Située à Rivesaltes, au cœur de l’AOC Muscat de Rivesaltes, mais aussi de l’AOC Abricots rouges du Roussillon, l’exploitation pompe dans la nappe située sous l’Agly, un fleuve côtier à sec depuis deux ans. « Mon père et mon grand-père n’ont jamais connu ça. A sec deux mois l’été oui, mais deux ans d’affilée, jamais ».
L’an passé, les restrictions d’irrigation, à hauteur de 50%, ont entrainé des pertes de rendement et plus encore de qualité, avec la prééminence de petits calibres. Cette année, alors que les sorties de fleurs sont prometteuses, les équipes sont à pied d’œuvre pour éclaircir au maximum et adapter à la charge au potentiel hydrique.
« Cette pratique représente une charge financière supplémentaire sans garantie de résultat », souligne le jeune producteur. L’exploitation pilote son réseau de goutte-à-goutte au moyen de tensiomètres, ce qui laisse peu de marges de manœuvre en matière de sobriété. « On était déjà au strict minimum, alors, quand l’arrêté préfectoral écrête de 50% les volumes prélevables, la tension se ressent immédiatement. Si un goutteur est bouché, c’est la mortalité assurée de l’arbre ».
Outre l’éclaircissage, les arbres ont été rabattus pour limiter la transpiration. Des essais de biostimulants sont en cours, en application au sol et sur feuillage, dans l’objectif de renforcer l’efficience de l’eau et de la photosynthèse. Des couverts de géotextile sont aussi testés pour jauger l’impact sur l’humidité du sol.
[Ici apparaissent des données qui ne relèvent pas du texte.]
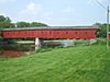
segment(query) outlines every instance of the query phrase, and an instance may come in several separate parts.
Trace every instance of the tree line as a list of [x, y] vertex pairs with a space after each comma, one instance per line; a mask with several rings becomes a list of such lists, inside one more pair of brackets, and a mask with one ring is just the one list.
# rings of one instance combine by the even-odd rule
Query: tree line
[[[95, 25], [98, 26], [97, 37], [107, 37], [107, 24], [96, 23]], [[109, 32], [110, 32], [110, 24], [109, 24]]]
[[15, 28], [15, 27], [35, 27], [47, 26], [47, 24], [38, 22], [16, 22], [12, 23], [9, 16], [0, 15], [0, 28]]

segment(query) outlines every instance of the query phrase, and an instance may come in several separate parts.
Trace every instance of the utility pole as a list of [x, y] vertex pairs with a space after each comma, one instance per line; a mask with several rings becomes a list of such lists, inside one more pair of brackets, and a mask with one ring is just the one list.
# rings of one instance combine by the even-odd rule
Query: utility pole
[[109, 5], [108, 5], [108, 9], [107, 9], [107, 49], [109, 49]]

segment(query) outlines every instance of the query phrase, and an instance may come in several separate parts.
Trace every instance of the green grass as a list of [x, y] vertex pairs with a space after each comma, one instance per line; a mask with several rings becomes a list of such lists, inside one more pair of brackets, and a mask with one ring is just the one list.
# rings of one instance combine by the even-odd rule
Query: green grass
[[110, 49], [80, 46], [0, 60], [0, 82], [110, 82]]

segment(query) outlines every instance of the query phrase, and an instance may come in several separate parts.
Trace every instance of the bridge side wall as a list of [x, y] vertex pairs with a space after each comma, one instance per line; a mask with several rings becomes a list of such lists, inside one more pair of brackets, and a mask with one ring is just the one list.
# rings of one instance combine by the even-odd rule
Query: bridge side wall
[[94, 39], [96, 28], [3, 31], [4, 38], [69, 38]]

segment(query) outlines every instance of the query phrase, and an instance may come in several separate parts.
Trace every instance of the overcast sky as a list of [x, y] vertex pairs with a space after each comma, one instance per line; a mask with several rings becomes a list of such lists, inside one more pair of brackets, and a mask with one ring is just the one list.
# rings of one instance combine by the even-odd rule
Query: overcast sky
[[[106, 8], [110, 0], [99, 0]], [[0, 0], [0, 15], [12, 22], [43, 22], [52, 26], [106, 23], [106, 10], [96, 0]]]

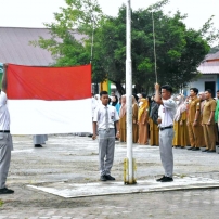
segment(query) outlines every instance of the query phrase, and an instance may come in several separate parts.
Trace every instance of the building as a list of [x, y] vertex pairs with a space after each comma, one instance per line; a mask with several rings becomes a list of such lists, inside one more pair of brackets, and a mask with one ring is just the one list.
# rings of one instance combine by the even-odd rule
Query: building
[[189, 83], [185, 94], [189, 94], [190, 88], [197, 88], [199, 91], [210, 89], [216, 96], [216, 91], [219, 90], [219, 52], [208, 54], [197, 70], [202, 75], [197, 80]]

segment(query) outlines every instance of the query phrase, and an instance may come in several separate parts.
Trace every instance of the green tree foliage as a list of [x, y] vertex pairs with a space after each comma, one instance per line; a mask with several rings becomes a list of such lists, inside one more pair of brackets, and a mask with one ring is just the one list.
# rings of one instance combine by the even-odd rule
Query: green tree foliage
[[[164, 14], [162, 0], [147, 9], [132, 12], [132, 73], [137, 92], [149, 91], [155, 82], [152, 11], [155, 23], [158, 82], [175, 88], [185, 86], [198, 73], [197, 66], [218, 39], [210, 17], [201, 30], [188, 29], [186, 15], [179, 11]], [[56, 56], [57, 66], [88, 64], [94, 39], [92, 78], [94, 82], [110, 79], [124, 93], [126, 72], [126, 7], [116, 17], [103, 15], [96, 0], [66, 0], [67, 8], [55, 13], [55, 23], [46, 24], [51, 39], [40, 38], [38, 44]], [[75, 38], [74, 31], [83, 36]]]
[[[88, 64], [91, 60], [90, 48], [93, 26], [98, 27], [102, 11], [96, 0], [65, 0], [66, 8], [54, 13], [55, 22], [44, 26], [50, 29], [51, 38], [42, 37], [31, 41], [34, 46], [47, 49], [55, 57], [55, 66]], [[78, 39], [78, 34], [79, 39]]]

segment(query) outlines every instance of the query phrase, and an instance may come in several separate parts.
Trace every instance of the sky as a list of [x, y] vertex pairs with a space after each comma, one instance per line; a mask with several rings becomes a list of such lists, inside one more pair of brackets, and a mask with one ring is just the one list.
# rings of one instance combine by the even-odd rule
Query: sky
[[[105, 14], [116, 15], [118, 8], [126, 0], [99, 0]], [[133, 10], [146, 9], [156, 0], [131, 0]], [[65, 7], [64, 0], [0, 0], [0, 26], [10, 27], [44, 27], [43, 23], [54, 20], [53, 13]], [[177, 10], [188, 14], [188, 27], [199, 29], [203, 24], [215, 15], [215, 27], [219, 29], [219, 0], [170, 0], [165, 12]]]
L’exploitation s’est également diversifiée dans la production de figues et de grenades pour différer et étaler les prélèvements d’eau. « Sans eau, on ne produira pas de fruits », s’autorise à rappeler le jeune ingénieur, qui s’inquiète pour l’avenir agricole de la vallée, et au-delà, pour tout un département. « On a de la mortalité sur vigne et sur oliviers », alerte Jean Pratx, qui en oublierait presque les déboires de l’agriculture biologique, à laquelle s’est totalement convertie l’exploitation il y a maintenant 15 ans.
« On a multiplié les canaux de distribution, ce qui permet d’atténuer les effets de la crise en bio. Mais on a surtout fait le pari de la qualité. On a en prime la chance d’être sur un fruit plaisir, très apprécié des consommateurs. Il faut parler de qualité avant de parler de prix. Face au changement climatique, le plus important, c’est de produire et de cueillir. Moi, je me débrouillerai toujours pour sortir un prix ». A Rivesaltes, au Verger bio de Véronique (la mère de Jean), les premières cueillettes sont attendues aux alentours du 10 mai. Celles-là sont à peu près garanties.